A Simple Algorithm to Predict Falls in Primary Care Patients Aged 65 to 74 Years: The International Mobility in Aging Study

J Am Med Dir Assoc. 2017 Sep 1;18(9):774-779. doi: 10.1016/j.jamda.2017.03.021. Epub 2017 May 16.

Abstract

Objective: Primary care practitioners need simple algorithms to identify older adults at higher risks of falling. Classification and regression tree (CaRT) analyses are useful tools for identification of clinical predictors of falls.

Design: Prospective cohort.

Setting: Community-dwelling older adults at 5 diverse sites: Tirana (Albania), Natal (Brazil), Manizales (Colombia), Kingston (Ontario, Canada), and Saint-Hyacinthe (Quebec, Canada).

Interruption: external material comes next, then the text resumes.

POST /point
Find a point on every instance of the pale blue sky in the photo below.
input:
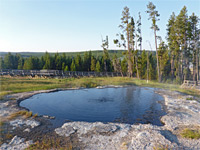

Participants: In 2012, 2002 participants aged 65-74 years from 5 international sites were assessed in the International Mobility in Aging Study. In 2014 follow-up, 86% of the participants (n = 1718) were reassessed.

Measurements: These risk factors for the occurrence of falls in 2014 were selected based on relevant literature and were entered into the CaRT as measured at baseline in 2012: age, sex, body mass index, multimorbidity, cognitive deficit, depression, number of falls in the past 12 months, fear of falling (FoF) categories, and timed chair-rises, balance, and gait.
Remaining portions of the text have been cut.